A main character in Wood’s book is the river just beyond. The story begins with a narrative by someone who obviously loves the river but is perhaps deceived by its cunning. The far-reaching power, the uncontrollable nature, the flotsam creating a logjam of deterrents, the jetsam accumulating ugly obstacles along its shores. Weaving itself through the lives of Pearl, Ada, and Pepper the river represents a place of rest, retreat, joy, frustration, patience, pain, and healing. Wood makes us feel the cold water that is wicked up by our shoes and socks as we walk through its shallows as well as the shiver of the head first plunge into it. The river is an ecosystem unto itself and as such, it is a powerful metaphor for life.
Another major character in the story is the cabin. A listing on Zillow or Trulia would characterize it as “charming fixer-upper with lots of potential.” The reality, the cabin is cold, drafty, and falling into an irreversible state of disrepair. It could best be called primitive, unloved, and unwanted. As a leading character it has to ingratiate itself into the heart of its residents, warts and all. The cabin uses the river just beyond to draw in Pearl, Ada, and Pepper. “We won’t be here long,” is a sentiment repeated by those who find themselves within its grasp. Wood weaves the domicile into their hearts, finally resolving that even though the house is in many ways a last resort, it becomes a home when it is embraced as such.

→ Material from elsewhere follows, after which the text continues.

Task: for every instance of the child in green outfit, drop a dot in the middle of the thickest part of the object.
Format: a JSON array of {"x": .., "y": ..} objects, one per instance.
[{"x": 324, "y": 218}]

Finally, much like what Sue Monk Kidd did in her book The Secret Life of Bees, we meet three generations of a family: grandmother, daughter, child. The elder generations have made mistakes and had to seek forgiveness – from each other but most importantly they had to forgive themselves. The child represents the virginal optimism one gets when something is new; a willingness to go with the flow, curious about the world, and wanting to master their surroundings. Reconciliation is only possible when each generation learns to embrace the river, the cabin and the family. The only way to heal the wound is by reflecting back and/or projecting forward.
Weathering gave me the gift of memories. I have stood by, next to, or within many bodies of water throughout my life. I remembered the shoreline of Lake Erie, the brooks and eddies of Slippery Rock, the rhythmic hypnotic rocking of Conneaut. My youth and early adulthood was spent along many streams in northwestern Pennsylvania in a quest for the elusive rainbow trout. Wood gave me the chance to feel the cold off the water as well as the air. I can close my eyes and see the knot of tree branches that I inevitably tangled my tackle in. I can smell the musk of punky wood that washes ashore or the tang of the fish that swiftly leaves my hand swimming back into the water. I can hear the roar of the lake, especially in winter when the sound waves are magnified off the massive ice dunes along the shore or the whisper of cracking ice when the world is calm.
Wood creates an allegory which speaks to the core of our existence. We must weather the storm while life weathers us. Thank you Lucy Wood for providing me the opportunity to revisit the shores of my past and for making me think that I should carefully consider the future of my remains or what remains of my future.